All I remember is yelling at him to admit he liked Bon Jovi, then accusing him of giving love a bad name.
Sometimes he's such a bitch I forget that he's not actually a girl. Last night I asked him if I could borrow a tampon.
He had some in his pocket. That was weird.
I am not speculating about which disney princesses do and do not have gag reflexes
I wish real life had facebook tags so i could figure out who all these people are
i'm reaslly not drunk enough to wtch the fat lesbian on my floor brng another fat lesbian dressed up as a bloody nurse into her room at 2am
ok, my life is complete.... the cops AND the paramedic just made a Mean Girls reference...
i feel like pizza bites are my only friend right now
do you have any idea how hard it is to keep a boner while another dude is writing on your dick in sharpie?

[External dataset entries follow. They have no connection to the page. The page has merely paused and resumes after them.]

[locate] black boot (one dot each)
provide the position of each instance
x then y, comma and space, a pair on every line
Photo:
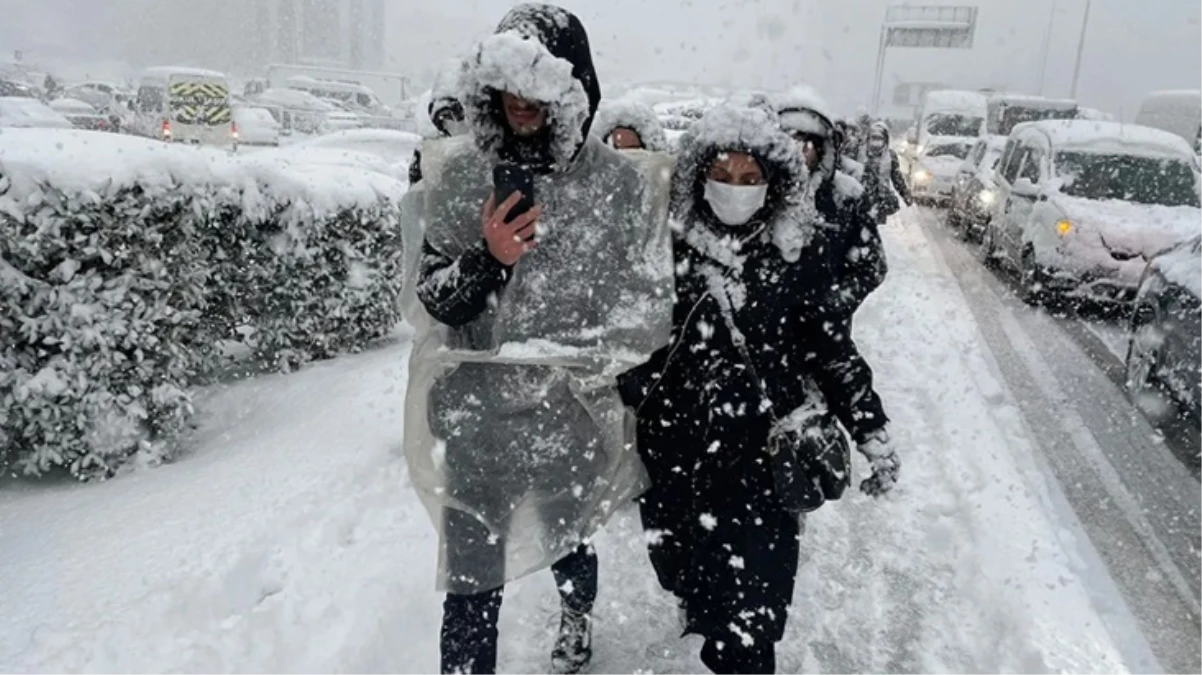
577, 579
573, 647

I pretty much envision me eating a turkey leg whilst fucking you. I have priorities.
I'm covered in sharpie and the girl next to me just said something smells like fried food. Hint: it's me. Why am I in class?
I finally got out of bed at 8:30pm and my little brother informed me that I had cereal stuck to my back. I'm going to smoke a cigarette and go back to sleep.
Well yes he stayed. He brought Guiness, them he shaved me. It's a long, but beautiful story.
You're talking to someone who was 80% serious about breaking into someone's house and leaving a cat there with our names in a heart tag on its collar
I just remembered that I insisted everyone watch porn together last night.
You walked in with a bag of weed and asked for a watermelon. For some reason they actually gave you one, and you made it into a perfectly working bong. Two of them offered their girlfriends to you for the night.